Reputation: 133
I am experimenting with a program to see if its caching behaviour is consistent with my conceptual understanding.
To do this I am using the Perf command:
perf stat -e cache-misses ./a.out
to record the cache-miss ratio of the following simple C program:
int main() {
int N = 10000;
double *arr = malloc(sizeof(double) * N * N);
for(int i = 0; i < N; i++) {
for(int j = 0; j < N; j++){
arr[i * N + j] = 10.0;
}
}
return 0;
}
I get a cache-miss ratio of 50.212%. If I change the array access pattern as follows:
arr[j * N + i]
I get that the cache-miss ratio is 22.206%.
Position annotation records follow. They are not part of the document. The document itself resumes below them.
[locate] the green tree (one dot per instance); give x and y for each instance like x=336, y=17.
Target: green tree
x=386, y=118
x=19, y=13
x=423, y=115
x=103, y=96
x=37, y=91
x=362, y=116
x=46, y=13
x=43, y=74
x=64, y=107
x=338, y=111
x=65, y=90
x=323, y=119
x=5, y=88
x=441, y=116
These results are surprising to me.
Upvotes: 8
Views: 186
Reputation: 8534
The answer is pretty simple: compiler optimize out your assignments. Here is how the disassembly looks like for your code:
10 int main() {
0x00000000004004d6 <+0>: mov $0x2710,%edx
0x00000000004004db <+5>: jmp 0x4004e7 <main+17>
15 for(int j = 0; j < N; j++){
0x00000000004004dd <+7>: sub $0x1,%eax
0x00000000004004e0 <+10>: jne 0x4004dd <main+7>
14 for(int i = 0; i < N; i++) {
0x00000000004004e2 <+12>: sub $0x1,%edx
0x00000000004004e5 <+15>: je 0x4004ee <main+24>
10 int main() {
0x00000000004004e7 <+17>: mov $0x2710,%eax
0x00000000004004ec <+22>: jmp 0x4004dd <main+7>
16 arr[i * N + j] = 10.0;
17 }
18 }
19 return 0;
20 }
0x00000000004004ee <+24>: mov $0x0,%eax
0x00000000004004f3 <+29>: retq
As you can see there are no assembler instructions generated for the line arr[i * N + j] = 10.0;
, so those cache misses you observe with perf are unrelated.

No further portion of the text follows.